Miscanthus - king of the autumn grasses

Late-season grasses come into their own from September adding another element or two - movement and texture to your garden. Most are tall and graceful and most move and sway with a gossamer presence. As autumn continues the texture of the awns, be it soft and fluffy or shiny and beaded, gets even more pronounced adding texture and form that lasts into winter.

Miscanthus sinensis stands supreme in the late-summer and autumn border, reaching somewhere between one and two metres,- the king of the autumn grasses. Some are grown for foliage alone and these include a subtle, yellow-banded, green-leaved miscanthus aptly named ‘Zebrinus’, or Zebra grass, because of its striped appearance. The stripes run across the leaf horizontally and are good at casting a light and shade pattern and this is precisely why Gertrude Jekyll (1843 - 1932) and William Robinson (1838- 1935) grew it under its old name of Eulalia japonica. A Japanese variety, that’s been around a long time, it rarely flowers but creates a good sheath of graceful, subtly banded foliage picking up the colour of tall yellow daisies, or acting as a foil for tall, late herbaceous.

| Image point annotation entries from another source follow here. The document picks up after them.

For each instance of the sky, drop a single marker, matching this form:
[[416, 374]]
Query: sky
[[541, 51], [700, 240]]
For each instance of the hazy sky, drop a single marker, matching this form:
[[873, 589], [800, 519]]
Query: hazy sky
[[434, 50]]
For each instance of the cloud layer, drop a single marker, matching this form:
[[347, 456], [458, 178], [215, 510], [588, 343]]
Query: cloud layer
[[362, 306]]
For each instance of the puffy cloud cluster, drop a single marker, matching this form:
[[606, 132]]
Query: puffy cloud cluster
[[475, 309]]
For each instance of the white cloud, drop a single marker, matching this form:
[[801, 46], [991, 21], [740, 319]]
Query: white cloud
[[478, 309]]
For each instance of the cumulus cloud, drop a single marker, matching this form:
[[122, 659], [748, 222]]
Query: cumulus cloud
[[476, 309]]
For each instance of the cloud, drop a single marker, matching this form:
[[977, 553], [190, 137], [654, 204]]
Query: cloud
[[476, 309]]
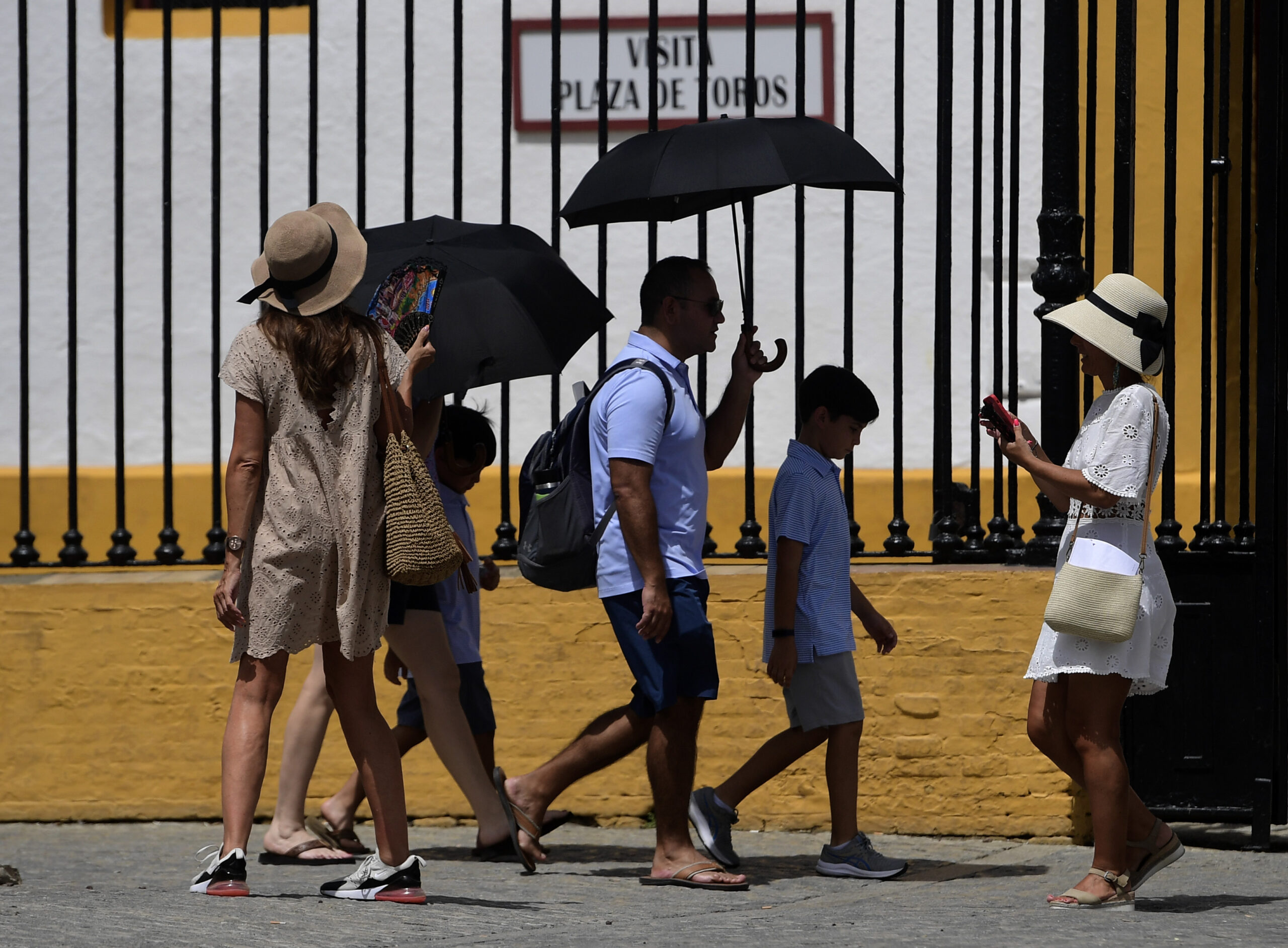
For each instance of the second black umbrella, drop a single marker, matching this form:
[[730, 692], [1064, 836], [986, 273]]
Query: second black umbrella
[[508, 307]]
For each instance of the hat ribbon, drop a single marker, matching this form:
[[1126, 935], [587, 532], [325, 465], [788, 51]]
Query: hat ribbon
[[1144, 326], [286, 288]]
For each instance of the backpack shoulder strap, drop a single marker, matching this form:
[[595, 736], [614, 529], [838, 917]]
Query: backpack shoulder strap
[[670, 409]]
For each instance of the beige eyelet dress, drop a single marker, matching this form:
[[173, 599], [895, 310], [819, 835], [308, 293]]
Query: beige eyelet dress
[[1112, 451], [314, 566]]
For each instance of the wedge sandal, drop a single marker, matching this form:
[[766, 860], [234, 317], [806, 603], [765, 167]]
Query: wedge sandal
[[1160, 855], [1122, 900]]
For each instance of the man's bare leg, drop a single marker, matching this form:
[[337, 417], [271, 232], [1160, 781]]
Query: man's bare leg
[[604, 741], [673, 750]]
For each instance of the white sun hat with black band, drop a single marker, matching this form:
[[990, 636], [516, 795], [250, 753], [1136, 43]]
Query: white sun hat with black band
[[312, 261], [1122, 317]]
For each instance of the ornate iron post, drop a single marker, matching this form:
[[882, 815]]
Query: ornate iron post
[[1061, 277]]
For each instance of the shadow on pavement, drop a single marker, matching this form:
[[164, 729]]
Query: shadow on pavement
[[558, 854], [939, 871], [759, 868], [1193, 905], [772, 868], [484, 903], [1228, 836]]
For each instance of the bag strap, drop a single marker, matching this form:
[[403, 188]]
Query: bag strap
[[1149, 482], [390, 422], [602, 527], [1149, 491]]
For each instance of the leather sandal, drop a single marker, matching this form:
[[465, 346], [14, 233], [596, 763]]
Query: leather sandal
[[1122, 900], [1160, 855]]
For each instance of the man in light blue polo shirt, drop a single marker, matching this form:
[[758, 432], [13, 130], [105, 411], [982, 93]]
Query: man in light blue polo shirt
[[651, 576]]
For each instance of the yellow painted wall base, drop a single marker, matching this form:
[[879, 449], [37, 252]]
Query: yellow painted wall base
[[115, 691], [873, 494]]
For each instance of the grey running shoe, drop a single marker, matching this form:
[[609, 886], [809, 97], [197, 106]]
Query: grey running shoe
[[714, 823], [858, 859]]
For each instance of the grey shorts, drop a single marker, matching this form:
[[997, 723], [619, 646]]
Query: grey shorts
[[825, 692]]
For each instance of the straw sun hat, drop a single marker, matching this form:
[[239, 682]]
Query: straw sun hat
[[1122, 317], [312, 261]]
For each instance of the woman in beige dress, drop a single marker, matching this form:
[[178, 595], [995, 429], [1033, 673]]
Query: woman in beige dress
[[304, 560]]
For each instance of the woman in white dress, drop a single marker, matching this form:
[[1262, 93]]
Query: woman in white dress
[[1080, 684]]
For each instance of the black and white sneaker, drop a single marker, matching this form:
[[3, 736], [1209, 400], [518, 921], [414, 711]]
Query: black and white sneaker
[[223, 875], [373, 880]]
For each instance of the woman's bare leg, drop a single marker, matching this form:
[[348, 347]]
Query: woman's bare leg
[[1049, 733], [341, 809], [245, 751], [373, 747], [306, 731], [1093, 714], [422, 643]]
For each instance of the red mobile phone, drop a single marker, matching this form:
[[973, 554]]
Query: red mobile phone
[[1002, 420]]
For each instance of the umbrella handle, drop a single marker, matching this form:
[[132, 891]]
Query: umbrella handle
[[780, 358]]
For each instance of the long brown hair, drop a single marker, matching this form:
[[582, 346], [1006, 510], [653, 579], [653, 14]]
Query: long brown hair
[[323, 348]]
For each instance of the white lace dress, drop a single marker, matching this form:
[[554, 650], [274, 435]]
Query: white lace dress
[[1112, 451]]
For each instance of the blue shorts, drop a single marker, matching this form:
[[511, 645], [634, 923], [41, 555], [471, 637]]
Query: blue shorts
[[683, 665], [475, 701], [404, 598]]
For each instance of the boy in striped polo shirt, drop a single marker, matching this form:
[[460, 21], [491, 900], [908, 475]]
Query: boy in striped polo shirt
[[809, 636]]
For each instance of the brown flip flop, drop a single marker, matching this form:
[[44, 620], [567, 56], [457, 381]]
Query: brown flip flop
[[683, 878], [512, 816], [344, 840], [293, 855]]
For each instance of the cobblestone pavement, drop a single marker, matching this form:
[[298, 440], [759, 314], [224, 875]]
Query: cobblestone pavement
[[125, 884]]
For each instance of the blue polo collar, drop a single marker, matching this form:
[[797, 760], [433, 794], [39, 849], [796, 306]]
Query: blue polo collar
[[803, 452]]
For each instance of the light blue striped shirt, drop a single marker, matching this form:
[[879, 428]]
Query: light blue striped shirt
[[807, 505]]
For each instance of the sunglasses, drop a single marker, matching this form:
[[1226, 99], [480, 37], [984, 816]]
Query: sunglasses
[[712, 307]]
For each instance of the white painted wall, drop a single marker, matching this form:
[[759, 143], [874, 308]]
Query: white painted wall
[[289, 183]]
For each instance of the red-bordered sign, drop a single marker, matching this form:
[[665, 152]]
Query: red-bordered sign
[[678, 70]]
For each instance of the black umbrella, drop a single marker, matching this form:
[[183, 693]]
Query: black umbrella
[[508, 305], [672, 174]]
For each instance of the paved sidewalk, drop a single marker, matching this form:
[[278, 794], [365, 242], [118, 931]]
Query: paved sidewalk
[[125, 884]]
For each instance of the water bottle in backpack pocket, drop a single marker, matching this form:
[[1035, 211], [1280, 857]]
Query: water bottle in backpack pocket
[[558, 534]]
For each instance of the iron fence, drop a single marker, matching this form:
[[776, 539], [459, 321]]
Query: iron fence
[[1070, 180]]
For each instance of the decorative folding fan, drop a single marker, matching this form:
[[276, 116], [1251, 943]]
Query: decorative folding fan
[[405, 302]]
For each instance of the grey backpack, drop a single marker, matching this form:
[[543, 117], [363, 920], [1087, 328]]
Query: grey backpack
[[558, 535]]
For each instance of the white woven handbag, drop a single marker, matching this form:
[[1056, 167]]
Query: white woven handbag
[[1096, 603]]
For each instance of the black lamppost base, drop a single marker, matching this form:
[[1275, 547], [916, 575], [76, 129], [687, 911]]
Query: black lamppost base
[[72, 553], [121, 551], [25, 553], [169, 551], [505, 546], [898, 544], [213, 551], [750, 544]]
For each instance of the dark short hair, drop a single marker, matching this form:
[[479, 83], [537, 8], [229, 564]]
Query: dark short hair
[[465, 429], [672, 276], [839, 390]]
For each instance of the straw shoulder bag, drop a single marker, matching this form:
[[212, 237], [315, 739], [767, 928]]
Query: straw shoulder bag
[[1096, 603], [420, 545]]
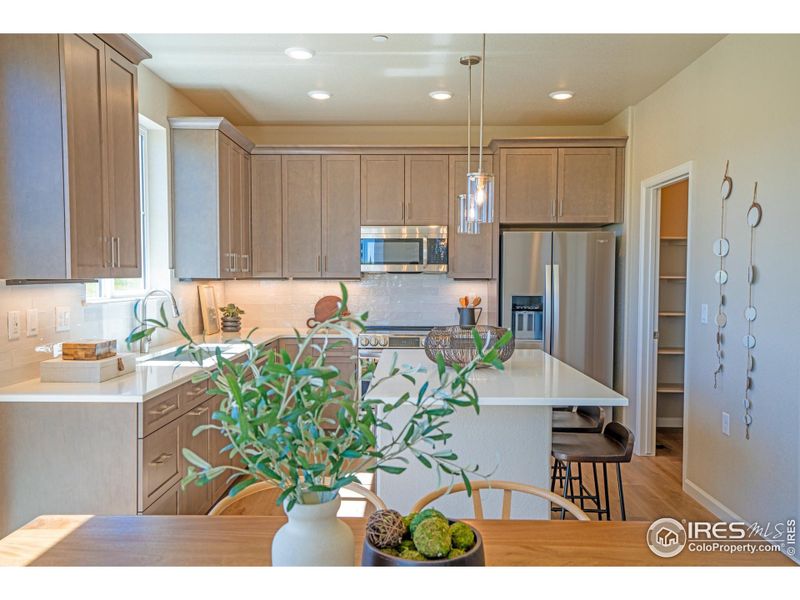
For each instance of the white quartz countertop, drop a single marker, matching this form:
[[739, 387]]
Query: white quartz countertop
[[149, 380], [530, 378]]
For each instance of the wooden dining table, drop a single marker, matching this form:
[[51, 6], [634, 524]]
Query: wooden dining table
[[76, 540]]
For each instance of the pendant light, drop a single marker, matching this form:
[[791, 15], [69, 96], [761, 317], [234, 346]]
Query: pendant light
[[467, 221], [480, 184]]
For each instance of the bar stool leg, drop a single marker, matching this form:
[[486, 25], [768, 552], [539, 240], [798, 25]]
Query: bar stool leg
[[621, 496], [596, 499], [568, 478]]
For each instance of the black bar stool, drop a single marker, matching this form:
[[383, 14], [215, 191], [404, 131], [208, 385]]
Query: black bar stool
[[613, 445], [584, 419]]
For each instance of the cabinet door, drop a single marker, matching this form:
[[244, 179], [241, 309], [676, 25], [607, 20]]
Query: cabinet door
[[586, 185], [245, 240], [528, 179], [122, 152], [84, 90], [267, 222], [302, 211], [195, 500], [226, 158], [382, 190], [470, 256], [341, 212], [426, 189]]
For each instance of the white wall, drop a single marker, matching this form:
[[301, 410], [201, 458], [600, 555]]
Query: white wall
[[18, 360], [737, 102], [390, 299]]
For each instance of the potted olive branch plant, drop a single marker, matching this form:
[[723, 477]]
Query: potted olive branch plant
[[295, 422]]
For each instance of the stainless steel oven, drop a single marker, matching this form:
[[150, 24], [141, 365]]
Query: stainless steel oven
[[399, 249]]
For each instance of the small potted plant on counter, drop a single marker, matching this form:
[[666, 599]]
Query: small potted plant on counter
[[231, 318], [297, 423]]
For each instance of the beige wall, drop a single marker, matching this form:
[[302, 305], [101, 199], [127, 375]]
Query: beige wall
[[18, 360], [402, 134], [737, 102]]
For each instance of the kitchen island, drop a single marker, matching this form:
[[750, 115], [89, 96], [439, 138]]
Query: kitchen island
[[511, 437]]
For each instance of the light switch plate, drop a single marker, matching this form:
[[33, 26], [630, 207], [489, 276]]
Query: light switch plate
[[62, 318], [13, 324], [32, 322]]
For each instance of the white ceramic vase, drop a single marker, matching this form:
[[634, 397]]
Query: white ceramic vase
[[313, 537]]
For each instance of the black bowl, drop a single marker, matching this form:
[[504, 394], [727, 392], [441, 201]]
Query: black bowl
[[372, 556]]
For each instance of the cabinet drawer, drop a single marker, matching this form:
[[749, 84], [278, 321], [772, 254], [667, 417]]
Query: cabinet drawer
[[160, 410], [160, 460], [167, 504]]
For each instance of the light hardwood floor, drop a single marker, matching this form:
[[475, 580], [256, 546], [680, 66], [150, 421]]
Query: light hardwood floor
[[652, 484]]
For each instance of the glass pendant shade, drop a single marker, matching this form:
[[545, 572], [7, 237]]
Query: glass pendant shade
[[465, 211], [480, 195]]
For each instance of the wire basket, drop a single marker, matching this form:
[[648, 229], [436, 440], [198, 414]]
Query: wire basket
[[458, 347]]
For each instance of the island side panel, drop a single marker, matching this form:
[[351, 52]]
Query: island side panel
[[511, 443], [66, 458]]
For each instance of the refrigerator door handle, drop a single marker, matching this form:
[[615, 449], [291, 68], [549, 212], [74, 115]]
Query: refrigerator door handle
[[555, 346], [548, 308]]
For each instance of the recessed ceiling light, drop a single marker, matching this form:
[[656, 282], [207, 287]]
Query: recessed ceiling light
[[441, 95], [319, 94], [561, 95], [299, 53]]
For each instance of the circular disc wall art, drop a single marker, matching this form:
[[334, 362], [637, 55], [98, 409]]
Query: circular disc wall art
[[753, 219]]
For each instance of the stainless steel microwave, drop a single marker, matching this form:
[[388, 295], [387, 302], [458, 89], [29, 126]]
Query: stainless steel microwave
[[398, 249]]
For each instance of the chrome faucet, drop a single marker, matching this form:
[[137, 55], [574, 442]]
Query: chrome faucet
[[144, 343]]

William Robinson also grew another miscanthus. from Japan, which we now know as ‘Morning Light’. This has fine, light green foliage vertically banded and margined in cream-white, giving it a soft appearance in the garden. It’s a neat grass that makes a narrow clump, so it’s one of the best for a smaller garden. It will flower in warm years, but the flowers (should they decide to appear) are late and spidery with little substance.

The craze for grasses took hold in Germany and their use was pioneered by a German landscape architect and nurseryman called Karl Foerster. He referred to grasses as nature’s hair and popularised them, but it was Ernst Pagels who began breeding them after working at Foerster’s nursery as a young man.

Miscanthus sinensis was difficult to succeed with in the cold climate of northern Germany, much more so than in Britain, so Pagels set himself the task of raising earlier flowering ones that would perform. He persuaded ‘Gracillimus’, a refined miscanthus with a fountain of fine foliage that underpins airy flowers, to flower much earlier by growing it under glass. He collected and grew the seeds on. ‘Gracillimus’ was an inspired choice because this miscanthus develops a golden aura which flatters the thickly textured beige tassels.

Pagels, who deliberately selected earlier flowering plants, produced some stunners. ‘Maleparetus’ is very similar to ‘Gracillimus’, but it will produce awns up to a month earlier. The finely banded foliage is topped with maroon-red upright awns by late summer. These age to pink, etched with silver. ‘Kleine Silberspinne’ (literally little silver spider) and ‘Kleine Fontäne’ (little fountain) were both bred by him. Both reach 1.5m and ‘Kleine Silberspinne’ has needle-like foliage and fine cockades in pink-red. ‘Kleine Fontäne’ is named because it produces a succession of slender, upright, red-toned silver flowers over several weeks. These red flowers, which look at their best in September light, quickly fade to snuff-brown and then to silver and gold.

Miscanthus make tight clumps and start into growth early on, and the easiest way to ensure a fresh stand of foliage is to cut them back hard in February so that they start all over again. Some gardeners use tulips amongst miscanthus because by the time the tulips flower in April and May, the foliage has developed into a lush, bright green mound.

All taller grasses need equally tall perennials as partners to avoid the ‘Little and Large’ look, so the flowering ones, often called Prince of Wales feathers, associate well with taller perennials such as Veronicastrums, Sanguisorba ‘Red Thunder’, Helianthus ‘Lemon Queen', Symphyotrichum 'Little Carlow'. This type of combination, tall grasses and late-season perennials, will often have winter presence for many months before they are cut back in February.